Based on the article, I would think it is just a sloppy and lazy implementation, but the title does served as a bait clicker. The comment where avoiding pure chinese company or there is at least American company involved will be pure ignorance or turning a blind eye on what is happening around the world and purely cynical. Every country spying on people when they have the means and ways. So don't even think for a second that  an American company involvement will make it any better. That will be pure ignorant.
https://www.telegraph.co.uk/news/worldnews/northamerica/usa/10403598/35-world-leaders-had-their-phones-monitored-by-US-spies.html

Comment posted by: Graham, 3 years ago

It's more likely the package installed some graphical configuration tool that needs to run as root. Running "xhost +" is a lazy way to enable programs running as root to connect to your non-root user's X11 session.

I don't know what debian's default settings are regarding Xorg and networking, but on my laptop Xorg appears to only be listening on unix sockets, which are obviously not accessible from the whole network.

Comment posted by: Anon111, 3 years ago

State-sponsored hacking is real.

Yes. It's happening. 14 eyes (US+others) are also doing it. So I don't trust US services and devices either.

While they're banning each other of different things, open hardware is rising up and welcoming everyone (for example RISC V). We need things like this in this world to bring in peace so that they don't fight over silli things.

Comment posted by: hudhacks, 3 years ago

Clean the system, you most likely found one piece of the drop. Replace the drive, looks to be a long weekend

Comment posted by: Jon Durrem, 3 years ago

I avoid any pure Chinese tech, where possible. By law in China, all companies must work with the CCP (which means the military). Obviously, iPhones and such are made in China, although production is starting to move to other countries under Trump's trade policies, but at least there is an American company involved on the HW and SW sides.

Comment posted by: someperson, 3 years ago

Did inserting the Huawei E353 dongle attach a virtual CD-ROM drive that you manually installed drivers from? I know for a fact similar devices (eg, ZTE MF910) offer drivers this way. The generic Linux USB ethernet driver worked fine, so there's no need to install Huawei or ZTE's driver.

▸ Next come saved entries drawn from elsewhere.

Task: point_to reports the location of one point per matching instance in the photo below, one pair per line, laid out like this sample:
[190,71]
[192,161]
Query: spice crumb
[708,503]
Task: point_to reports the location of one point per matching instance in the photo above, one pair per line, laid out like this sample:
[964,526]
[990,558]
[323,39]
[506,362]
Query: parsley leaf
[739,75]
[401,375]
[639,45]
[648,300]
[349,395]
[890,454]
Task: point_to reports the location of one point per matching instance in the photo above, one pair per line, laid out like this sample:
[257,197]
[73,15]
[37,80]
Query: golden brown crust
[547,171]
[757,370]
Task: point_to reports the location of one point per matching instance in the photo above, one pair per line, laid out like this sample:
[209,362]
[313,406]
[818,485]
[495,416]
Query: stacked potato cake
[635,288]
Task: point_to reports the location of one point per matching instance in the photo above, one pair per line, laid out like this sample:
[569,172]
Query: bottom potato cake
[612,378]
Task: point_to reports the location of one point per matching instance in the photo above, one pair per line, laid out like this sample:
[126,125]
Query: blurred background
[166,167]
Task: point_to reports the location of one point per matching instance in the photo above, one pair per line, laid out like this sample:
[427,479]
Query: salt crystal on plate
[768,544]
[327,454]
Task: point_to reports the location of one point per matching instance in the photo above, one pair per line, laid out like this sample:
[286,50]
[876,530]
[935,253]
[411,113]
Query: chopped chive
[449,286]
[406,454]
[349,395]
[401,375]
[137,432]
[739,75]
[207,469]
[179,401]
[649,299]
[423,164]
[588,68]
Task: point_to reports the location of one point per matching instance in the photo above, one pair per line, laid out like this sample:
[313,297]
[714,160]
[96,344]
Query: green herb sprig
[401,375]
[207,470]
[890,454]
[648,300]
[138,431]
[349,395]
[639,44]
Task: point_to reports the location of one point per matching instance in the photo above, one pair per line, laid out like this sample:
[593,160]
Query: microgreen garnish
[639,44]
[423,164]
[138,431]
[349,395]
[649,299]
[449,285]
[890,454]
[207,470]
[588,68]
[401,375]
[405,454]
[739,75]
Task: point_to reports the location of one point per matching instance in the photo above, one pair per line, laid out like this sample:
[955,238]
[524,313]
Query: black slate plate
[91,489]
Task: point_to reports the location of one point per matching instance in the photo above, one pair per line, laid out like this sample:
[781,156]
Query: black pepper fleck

It's worth mentioning USB On-The-Go devices (including Android phones and 4G modems) have relatively powerful processors running a wide variety of network services, including an insecure web server (for the end-user web configuration interface), high-precision location, a high bandwidth internet side-channel (the 4G connection itself) while also having the ability to act as any USB client device (including keyboards to send keystrokes). They are an incredibly powerful platform for targeted cyberattacks and I imagine state actors are using them very often.